Student Learning to Advance Truth and Education

Sculpture next to a building


Engaging undergraduates in transformative learning.

From fall 2020 - 2025, Student Learning to Advance Truth and Education (IAAR-SLATE) was an initiative designed to engage undergraduates. It created a dynamic, robust, and transformative environment that centered around learning about economic, social, and historic driving forces through evidence-based, interdisciplinary, and community-engaged ways of knowing. Focused on a variety of faculty-driven topics, IAAR-SLATE provided students with novel learning opportunities through three program components: research, coursework, and community-led experiences.SLATE has been a bold,
five-year, pan-university initiative. From its inception, SLATE set out to deepen academic engagement across the university, and it has truly delivered:
• Recruited 74 faculty members for its teaching component
• Reached 4,267 students in over 150 university courses
• Awarded 54 undergraduate research fellowships
• Engaged 26 faculty mentors for summer research
• Connected students and faculty across 10 schools, including Arts & Sciences, Education, Public Health, Journalism, Business, Nursing, Social Work,
Nutrition, Government, and Medicine.

Coursework Component

IAAR-SLATE’s Coursework Component built a network of courses to engage the program’s topics through student classroom experiences.
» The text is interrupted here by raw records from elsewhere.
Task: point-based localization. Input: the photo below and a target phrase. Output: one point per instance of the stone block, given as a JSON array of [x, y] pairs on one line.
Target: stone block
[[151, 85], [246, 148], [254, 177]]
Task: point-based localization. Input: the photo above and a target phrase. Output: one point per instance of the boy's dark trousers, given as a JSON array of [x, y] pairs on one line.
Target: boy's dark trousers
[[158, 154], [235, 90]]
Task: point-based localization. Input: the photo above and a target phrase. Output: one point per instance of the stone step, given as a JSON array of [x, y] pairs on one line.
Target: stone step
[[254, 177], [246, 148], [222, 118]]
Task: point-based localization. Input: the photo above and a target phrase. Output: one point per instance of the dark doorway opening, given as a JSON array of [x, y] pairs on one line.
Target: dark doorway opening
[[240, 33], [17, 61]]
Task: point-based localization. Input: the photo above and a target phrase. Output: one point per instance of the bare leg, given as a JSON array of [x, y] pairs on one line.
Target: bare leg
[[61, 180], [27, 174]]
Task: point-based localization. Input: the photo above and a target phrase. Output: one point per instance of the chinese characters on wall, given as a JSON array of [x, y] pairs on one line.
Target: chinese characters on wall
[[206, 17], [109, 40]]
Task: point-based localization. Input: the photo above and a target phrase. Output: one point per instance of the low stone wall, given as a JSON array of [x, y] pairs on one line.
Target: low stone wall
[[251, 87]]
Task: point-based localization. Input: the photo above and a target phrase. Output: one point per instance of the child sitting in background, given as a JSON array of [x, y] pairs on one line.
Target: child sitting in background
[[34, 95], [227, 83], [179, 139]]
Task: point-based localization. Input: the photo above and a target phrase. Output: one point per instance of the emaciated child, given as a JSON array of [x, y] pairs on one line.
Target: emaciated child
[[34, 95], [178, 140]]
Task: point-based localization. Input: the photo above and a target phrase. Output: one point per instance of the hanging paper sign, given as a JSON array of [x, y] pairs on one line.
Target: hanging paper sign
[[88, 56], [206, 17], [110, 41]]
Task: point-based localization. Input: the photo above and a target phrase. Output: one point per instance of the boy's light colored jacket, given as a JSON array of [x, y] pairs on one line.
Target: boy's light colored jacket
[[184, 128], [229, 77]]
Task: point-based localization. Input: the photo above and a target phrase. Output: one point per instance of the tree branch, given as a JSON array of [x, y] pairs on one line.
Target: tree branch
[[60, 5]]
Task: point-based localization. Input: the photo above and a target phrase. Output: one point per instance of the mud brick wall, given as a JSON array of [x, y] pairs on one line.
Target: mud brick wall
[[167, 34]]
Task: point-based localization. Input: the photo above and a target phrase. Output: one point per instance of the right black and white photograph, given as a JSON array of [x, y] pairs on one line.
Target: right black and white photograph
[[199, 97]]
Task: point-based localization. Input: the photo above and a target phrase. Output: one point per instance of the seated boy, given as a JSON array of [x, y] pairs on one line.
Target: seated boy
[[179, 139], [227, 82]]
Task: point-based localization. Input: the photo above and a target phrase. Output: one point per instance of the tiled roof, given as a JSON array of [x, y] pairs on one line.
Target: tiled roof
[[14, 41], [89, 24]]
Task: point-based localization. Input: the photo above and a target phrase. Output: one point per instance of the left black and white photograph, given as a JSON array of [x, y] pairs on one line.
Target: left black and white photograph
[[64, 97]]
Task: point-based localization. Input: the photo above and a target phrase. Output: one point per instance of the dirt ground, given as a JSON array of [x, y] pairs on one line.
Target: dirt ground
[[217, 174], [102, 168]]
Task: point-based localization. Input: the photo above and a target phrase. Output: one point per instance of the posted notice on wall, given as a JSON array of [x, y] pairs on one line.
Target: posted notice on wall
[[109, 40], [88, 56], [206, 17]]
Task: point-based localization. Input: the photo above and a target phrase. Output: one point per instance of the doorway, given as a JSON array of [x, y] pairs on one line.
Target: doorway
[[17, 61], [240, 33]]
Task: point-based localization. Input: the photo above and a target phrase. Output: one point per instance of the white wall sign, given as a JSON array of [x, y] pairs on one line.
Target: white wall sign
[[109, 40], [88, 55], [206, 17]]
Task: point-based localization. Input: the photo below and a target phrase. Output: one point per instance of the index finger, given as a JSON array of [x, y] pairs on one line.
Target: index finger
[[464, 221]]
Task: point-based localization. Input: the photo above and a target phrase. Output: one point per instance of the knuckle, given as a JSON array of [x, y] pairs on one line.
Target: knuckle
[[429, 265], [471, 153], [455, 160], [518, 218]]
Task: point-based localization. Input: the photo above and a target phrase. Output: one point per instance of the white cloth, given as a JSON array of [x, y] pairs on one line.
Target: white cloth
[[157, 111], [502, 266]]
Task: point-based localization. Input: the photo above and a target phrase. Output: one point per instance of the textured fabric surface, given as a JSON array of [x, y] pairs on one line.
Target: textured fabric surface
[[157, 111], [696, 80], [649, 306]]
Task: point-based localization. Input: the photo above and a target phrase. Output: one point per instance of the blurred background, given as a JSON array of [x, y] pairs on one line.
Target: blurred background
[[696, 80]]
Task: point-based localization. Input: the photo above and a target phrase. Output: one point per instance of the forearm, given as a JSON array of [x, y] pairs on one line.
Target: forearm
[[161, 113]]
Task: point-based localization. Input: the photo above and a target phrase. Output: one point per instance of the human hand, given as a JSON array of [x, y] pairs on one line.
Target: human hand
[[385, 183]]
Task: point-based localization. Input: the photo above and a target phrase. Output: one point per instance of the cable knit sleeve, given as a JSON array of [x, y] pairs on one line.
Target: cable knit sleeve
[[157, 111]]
For 2020-2021, more than 25 faculty connected their courses to IAAR-SLATE by agreeing to include on their syllabi three shared, intersecting assignments across all IAAR-SLATE courses. They were a way to connect students across diverse classes, expanding the dialogue beyond a single classroom. Additionally, through a variety of convenings and activities, students in IAAR-SLATE courses had an opportunity to meet authors, filmmakers, and other special guests directly related to the material assigned in their classes.

Research Components

All IAAR-SLATE components were informed and shaped by research, but our Research Component allowed a selected cohort of students to pursue original, independent, scholarly research on a topic of their choosing during the summer. Students’ research was guided by a UNC faculty member, whose own research IAAR-SLATE also supported during the summer.  In the Fall, students presented their research at an undergraduate research symposium open to the entire campus and broader community.